Les choses, malgré tout, progressent. Dans son dernier rapport annuel, qui date de septembre dernier, la Corporation de développement des investissements du Canada estimait que 70 % des travaux d’agrandissement avaient été réalisés1.

Le hic, c’est que les coûts de construction, d’abord estimés à 7,4 milliards, ont bondi à 12,6 milliards, puis à 21,4 milliards. La fin prévue des travaux a été reportée de 2022 au troisième trimestre de 2023.

Le fédéral a toujours affirmé qu’il revendrait à terme Trans Mountain.

« Nous avons l’intention de lancer un processus de désinvestissement une fois que le projet d’expansion aura perdu ses risques et que l’engagement avec les groupes autochtones sera terminé », nous a réitéré le cabinet du premier ministre Justin Trudeau.

Qui pourrait acheter l’oléoduc ? Malgré l’opposition de certaines communautés autochtones, d’autres ont fait savoir leur intention d’acquérir une participation.

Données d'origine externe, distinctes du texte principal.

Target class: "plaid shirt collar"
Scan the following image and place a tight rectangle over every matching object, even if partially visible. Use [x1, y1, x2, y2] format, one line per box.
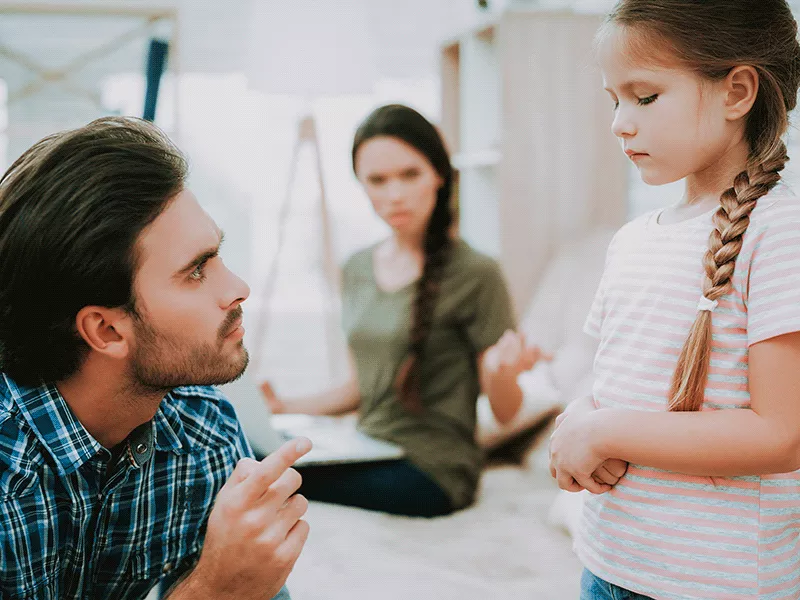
[3, 373, 192, 475]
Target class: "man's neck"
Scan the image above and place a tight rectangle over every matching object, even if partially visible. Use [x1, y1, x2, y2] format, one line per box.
[56, 359, 165, 450]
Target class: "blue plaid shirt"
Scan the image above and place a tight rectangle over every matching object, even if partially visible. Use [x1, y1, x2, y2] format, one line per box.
[0, 375, 288, 600]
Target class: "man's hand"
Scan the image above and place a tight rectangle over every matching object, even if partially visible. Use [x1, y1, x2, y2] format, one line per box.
[175, 438, 311, 600]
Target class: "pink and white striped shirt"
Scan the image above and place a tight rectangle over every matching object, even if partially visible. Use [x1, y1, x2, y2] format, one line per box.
[575, 188, 800, 600]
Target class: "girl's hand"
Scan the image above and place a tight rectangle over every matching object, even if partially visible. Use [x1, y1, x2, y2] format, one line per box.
[261, 381, 286, 415]
[550, 411, 612, 494]
[550, 396, 628, 487]
[483, 329, 553, 378]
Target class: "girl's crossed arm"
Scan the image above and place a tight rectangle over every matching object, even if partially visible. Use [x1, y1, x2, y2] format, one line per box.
[551, 333, 800, 489]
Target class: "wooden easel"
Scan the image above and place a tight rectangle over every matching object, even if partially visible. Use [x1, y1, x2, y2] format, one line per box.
[251, 115, 341, 375]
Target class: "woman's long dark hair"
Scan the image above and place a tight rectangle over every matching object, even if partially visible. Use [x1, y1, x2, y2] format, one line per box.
[353, 104, 453, 412]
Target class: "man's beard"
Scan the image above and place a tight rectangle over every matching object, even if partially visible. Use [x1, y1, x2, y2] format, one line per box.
[131, 306, 250, 392]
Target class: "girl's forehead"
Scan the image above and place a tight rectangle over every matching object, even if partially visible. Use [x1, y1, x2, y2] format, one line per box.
[597, 24, 681, 75]
[597, 26, 696, 89]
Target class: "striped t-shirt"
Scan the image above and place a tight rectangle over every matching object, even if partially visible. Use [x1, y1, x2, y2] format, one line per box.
[575, 190, 800, 600]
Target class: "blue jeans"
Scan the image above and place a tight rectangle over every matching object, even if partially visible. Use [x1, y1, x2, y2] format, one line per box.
[580, 569, 653, 600]
[296, 460, 453, 517]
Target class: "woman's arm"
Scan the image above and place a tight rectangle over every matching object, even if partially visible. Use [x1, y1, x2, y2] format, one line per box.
[551, 333, 800, 482]
[261, 349, 361, 415]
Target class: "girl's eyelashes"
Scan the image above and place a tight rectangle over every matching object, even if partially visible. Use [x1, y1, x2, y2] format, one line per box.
[189, 262, 206, 282]
[614, 94, 658, 110]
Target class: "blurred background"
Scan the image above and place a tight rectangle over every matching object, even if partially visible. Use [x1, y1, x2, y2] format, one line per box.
[0, 0, 800, 393]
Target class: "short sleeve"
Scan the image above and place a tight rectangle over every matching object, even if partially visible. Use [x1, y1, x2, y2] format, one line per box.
[466, 261, 517, 352]
[747, 210, 800, 345]
[583, 235, 617, 340]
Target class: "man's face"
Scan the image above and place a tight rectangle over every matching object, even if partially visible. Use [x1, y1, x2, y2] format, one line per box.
[131, 190, 250, 390]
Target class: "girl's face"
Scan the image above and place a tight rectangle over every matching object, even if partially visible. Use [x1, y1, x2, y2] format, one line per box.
[356, 136, 444, 237]
[599, 27, 741, 185]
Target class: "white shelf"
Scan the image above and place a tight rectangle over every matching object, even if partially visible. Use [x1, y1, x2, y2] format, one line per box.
[441, 9, 628, 309]
[451, 148, 503, 170]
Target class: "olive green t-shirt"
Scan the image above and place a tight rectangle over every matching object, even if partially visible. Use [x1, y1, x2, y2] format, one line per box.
[342, 241, 516, 508]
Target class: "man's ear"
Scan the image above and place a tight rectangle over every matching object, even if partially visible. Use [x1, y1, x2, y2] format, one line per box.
[75, 306, 133, 360]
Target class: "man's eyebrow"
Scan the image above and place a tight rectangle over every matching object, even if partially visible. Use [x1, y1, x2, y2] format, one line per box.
[603, 79, 658, 92]
[173, 229, 225, 278]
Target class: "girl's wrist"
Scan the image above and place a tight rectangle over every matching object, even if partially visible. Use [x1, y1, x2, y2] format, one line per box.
[587, 408, 619, 460]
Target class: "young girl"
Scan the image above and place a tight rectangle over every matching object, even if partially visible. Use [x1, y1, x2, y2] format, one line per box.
[551, 0, 800, 600]
[262, 105, 538, 517]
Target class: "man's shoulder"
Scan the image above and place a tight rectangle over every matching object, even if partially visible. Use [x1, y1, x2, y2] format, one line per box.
[163, 385, 241, 446]
[0, 392, 43, 500]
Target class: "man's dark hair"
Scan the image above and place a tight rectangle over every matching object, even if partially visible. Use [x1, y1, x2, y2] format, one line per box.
[0, 118, 187, 385]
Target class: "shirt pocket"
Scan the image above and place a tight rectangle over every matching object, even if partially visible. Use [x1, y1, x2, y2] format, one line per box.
[10, 554, 62, 600]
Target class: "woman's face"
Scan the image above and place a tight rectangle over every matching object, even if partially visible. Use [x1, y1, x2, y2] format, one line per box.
[355, 136, 444, 237]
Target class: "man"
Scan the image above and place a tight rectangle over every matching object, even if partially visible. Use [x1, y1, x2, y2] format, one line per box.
[0, 118, 310, 600]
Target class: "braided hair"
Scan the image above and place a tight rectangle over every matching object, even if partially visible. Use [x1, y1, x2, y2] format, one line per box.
[601, 0, 800, 411]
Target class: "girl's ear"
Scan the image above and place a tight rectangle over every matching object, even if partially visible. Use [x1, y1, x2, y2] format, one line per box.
[724, 66, 759, 121]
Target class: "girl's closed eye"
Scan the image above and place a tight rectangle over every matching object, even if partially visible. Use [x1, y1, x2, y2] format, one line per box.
[189, 261, 206, 282]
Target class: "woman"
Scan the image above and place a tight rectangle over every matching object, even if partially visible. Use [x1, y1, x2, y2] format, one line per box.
[262, 105, 539, 517]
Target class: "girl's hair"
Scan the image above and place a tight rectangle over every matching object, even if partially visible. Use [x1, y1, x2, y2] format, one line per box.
[601, 0, 800, 411]
[353, 104, 453, 412]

L’organisation Project Reconciliation a réitéré l’an dernier viser un actionnariat 100 % autochtone et dit considérer la chose possible malgré les dépassements de coûts2.

La question est de savoir à quelles conditions se ferait la transaction.

L’un des problèmes du fédéral est que les tarifs qui peuvent être demandés aux sociétés pétrolières pour utiliser l’oléoduc sont réglementés et ne peuvent suivre l’escalade des coûts de construction.

Robyn Allan, une économiste indépendante qui s’intéresse au projet, calcule ainsi que le fédéral devrait radier 17 milliards de dollars d’actifs avant qu’un acheteur potentiel puisse considérer une acquisition.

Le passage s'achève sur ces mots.